Desde sua concepção (e por muito tempo) a malha de transporte de gás no Brasil foi monopólio da Petrobras, que explorava esses ativos de forma integrada, oferecendo aos consumidores um preço fechado, sem transparência, ao não especificar o que era o custo da molécula e o custo do transporte. 

O Governo Temer obrigou a Petrobras a separar os custos, como parte do processo – mais tarde abortado – de privatização dos ativos de transporte de gás.

O primeiro trecho da malha a ser vendido foi a NTS, em 2017; o segundo foi a TAG, em 2019.

Nesses processos, a Petrobras concordou em garantir aos compradores a receita contratada até o fim dos contratos originais – que ficaram conhecidos como ‘contratos legados’ – independentemente de qualquer mudança de mercado, havendo ou não novos entrantes (consumidores) na malha. 

Isso significa que, caso a tarifa caísse, ou mesmo o mercado fosse reduzido, os compradores receberiam da Petrobras o pagamento da diferença, ou seja: os compradores a NTS e TAG assumiram um negócio praticamente sem risco, dado que o único risco existente seria um default da Petrobrás.

Cabe observar que, anteriormente às privatizações, a ANP já havia estabelecido regras de longo prazo para cálculo, atualização e revisão de tarifas de transporte através da Resolução No. 15 de 14 de março de 2014, que estava em pleno vigor quando das negociações e que não caducou. 

Aquela resolução determina que a malha de transporte de gás deveria passar pelo primeiro ciclo de revisão tarifária entre 2015 e 2019 e, posteriormente, a cada quinquênio. 

Porém, a única transportadora de gás a passar por esse processo foi a TBG – o trecho da malha que permaneceu com a Petrobrás – em 3 de dezembro de 2020, resultando à época numa redução de tarifa de 30%.

Curiosamente, a ANP nunca realizou o mesmo procedimento de revisão tarifária determinado na sua própria resolução para as empresas privatizadas (TAG e NTS) durante o ciclo tarifário de 2015-2019 – e tampouco o fez até hoje.

Estimativas do CBIE apontam que as tarifas destas transportadoras deveriam ser de 20% a 30% menores que as atuais, não fosse por este ‘lapso’ na aplicação da legislação (uma resolução do agente regulador é uma legislação setorial) para as malhas da TAG e da NTS. 

Quanto maior o atraso na revisão tarifária, mais negativo o impacto, dado o volume de investimentos abaixo da depreciação e a parcela totalmente depreciada de ativos.  

Esse ‘descuido’ regulatório provoca distorção nos preços do gás no País, fazendo com que todos os segmentos da economia – residências, comércio e indústria – paguem mais caro pelo gás.

Esta excentricidade também chegou recentemente ao setor elétrico. 

Representantes das transportadoras de gás têm buscado convencer alguns agentes do governo a defender uma ideia que estão batizando de “pass-through” – na prática, a inauguração do fenômeno dos “jabutis” no Poder Executivo. 

Por esta proposta, as termelétricas que recebem gás através da malha de transporte – leia-se os gasodutos da NTS e TAG – seriam obrigadas a contratar o serviço de transporte de gás em base firme, pelo prazo do seu contrato com o sistema elétrico, sem que esse custo seja considerado na formação do preço desses empreendimentos no Leilão de Reserva de Capacidade ora em curso pelo Ministério de Minas e Energia. 

Para se ter uma ideia, a última usina termoelétrica construída com gás da malha foi em 2014 (em Seropédica, Baixada Fluminense).
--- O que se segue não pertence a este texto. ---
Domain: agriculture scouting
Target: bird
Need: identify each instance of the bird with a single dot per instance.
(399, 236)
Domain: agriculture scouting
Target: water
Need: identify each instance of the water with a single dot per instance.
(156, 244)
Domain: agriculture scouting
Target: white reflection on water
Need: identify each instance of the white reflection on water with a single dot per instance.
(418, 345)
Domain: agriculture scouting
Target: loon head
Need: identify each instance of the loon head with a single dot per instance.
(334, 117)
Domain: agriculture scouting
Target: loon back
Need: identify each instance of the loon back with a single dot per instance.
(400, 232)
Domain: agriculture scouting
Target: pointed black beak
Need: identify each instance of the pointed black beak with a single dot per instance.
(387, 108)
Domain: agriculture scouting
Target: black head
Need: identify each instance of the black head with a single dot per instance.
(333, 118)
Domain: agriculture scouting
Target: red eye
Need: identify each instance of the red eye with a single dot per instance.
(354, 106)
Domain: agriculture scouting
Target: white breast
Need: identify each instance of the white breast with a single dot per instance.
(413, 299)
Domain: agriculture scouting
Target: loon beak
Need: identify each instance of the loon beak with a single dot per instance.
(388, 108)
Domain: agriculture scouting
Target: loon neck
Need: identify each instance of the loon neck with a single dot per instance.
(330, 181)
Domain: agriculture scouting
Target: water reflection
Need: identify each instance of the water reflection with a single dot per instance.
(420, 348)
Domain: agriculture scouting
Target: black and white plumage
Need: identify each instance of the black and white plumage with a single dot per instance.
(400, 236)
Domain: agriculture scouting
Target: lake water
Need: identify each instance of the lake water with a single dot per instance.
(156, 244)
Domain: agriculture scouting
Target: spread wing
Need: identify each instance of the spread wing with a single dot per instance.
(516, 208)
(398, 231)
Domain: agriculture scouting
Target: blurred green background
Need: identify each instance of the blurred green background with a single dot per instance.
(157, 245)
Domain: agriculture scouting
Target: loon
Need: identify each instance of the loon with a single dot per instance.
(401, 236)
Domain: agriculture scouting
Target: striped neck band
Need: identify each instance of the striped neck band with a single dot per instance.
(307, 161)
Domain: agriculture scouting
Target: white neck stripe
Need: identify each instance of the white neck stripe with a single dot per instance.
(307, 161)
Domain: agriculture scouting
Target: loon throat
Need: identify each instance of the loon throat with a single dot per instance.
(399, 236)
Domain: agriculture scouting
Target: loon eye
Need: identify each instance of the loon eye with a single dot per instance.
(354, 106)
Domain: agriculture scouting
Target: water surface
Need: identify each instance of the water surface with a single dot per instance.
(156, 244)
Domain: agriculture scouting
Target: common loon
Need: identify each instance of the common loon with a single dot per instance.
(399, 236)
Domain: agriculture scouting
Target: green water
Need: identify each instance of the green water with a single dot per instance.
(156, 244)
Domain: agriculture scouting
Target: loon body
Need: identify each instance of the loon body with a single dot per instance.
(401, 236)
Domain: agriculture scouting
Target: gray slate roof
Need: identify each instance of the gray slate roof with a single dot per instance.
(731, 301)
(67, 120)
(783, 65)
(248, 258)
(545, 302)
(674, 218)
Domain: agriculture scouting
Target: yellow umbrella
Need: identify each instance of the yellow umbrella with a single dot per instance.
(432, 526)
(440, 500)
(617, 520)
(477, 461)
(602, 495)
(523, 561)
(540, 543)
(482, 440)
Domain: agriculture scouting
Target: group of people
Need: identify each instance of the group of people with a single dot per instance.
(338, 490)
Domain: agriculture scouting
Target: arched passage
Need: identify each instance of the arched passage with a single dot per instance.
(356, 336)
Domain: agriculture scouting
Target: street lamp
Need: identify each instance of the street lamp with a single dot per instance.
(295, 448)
De lá para cá, todos os novos projetos vencedores de leilões para contratação de energia ou potência utilizando gás natural foram projetos associados a terminais de GNL ou a campos de gás seco em terra – pela simples razão de que essas soluções de suprimento são mais baratas e não precisam pagar as pesadas tarifas de transporte dos contratos legados.  

O fato, puro e simples, é que sem o processo de revisão tarifária, o custo elevado do transporte de gás no Brasil – que é da ordem de US$ 2/MMBtu, praticamente, o dobro do praticado na Europa e EUA!) – fará com que uma termelétrica conectada à malha de transporte tenha seu custo fortemente onerado, exportando custos indevidos para o tão sofrido consumidor de energia elétrica.

Adriano Pires e Bruno Pascon são diretores do Centro Brasileiro de Infra Estrutura (CBIE).